Up until this point (and for the rest of the weekend) there was no hard sell, not even a mention of selling. In essence what the hotel had done was give away over 100 executive spa treatment weekend packages (valued at well over £400 each) and asked nothing more than that the guests thoroughly enjoyed themselves. Is this a cost effective marketing ploy? I spoke to Jackie head of PR at the hotel about the weekend and their marketing aims.

Jackie was unaware (as are we) of a similar format being used by other hotels (please speak up if you different). They had previously run shorter less dramatic itineraries but decided to try this larger (grander) format and assess the outcome. I asked how they would measure the ROI of the weekend and also if online marketing was integrated. To an extent it is, with all invitees emails on the database and an extensive online follow up campaign to all attendees afterwards. From our point of view, having enjoyed ourselves thoroughly we thought that word of mouth promotions would be one of the best selling tools from such a weekend. Tracking bookings back to the customers involved in the marketing event itself is difficult though. Jackie said that the hotel has allocated 12 months to assess the outcome of the weekend.
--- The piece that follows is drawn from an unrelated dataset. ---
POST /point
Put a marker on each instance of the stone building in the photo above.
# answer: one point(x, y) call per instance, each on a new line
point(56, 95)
Obviously this is not a marketing model that every hotel could use. But for boutique/unique hotels with a lot to offer, spoiling a few potential clients with what you have to offer is a clever tactic to get them (and their businesses) booking functions and rooms. The Grand showed that by doing what they do best and not pushing a hard sell we left the weekend with great things to say. Hopefully for them this results in increased business, we will have to check back in six months see.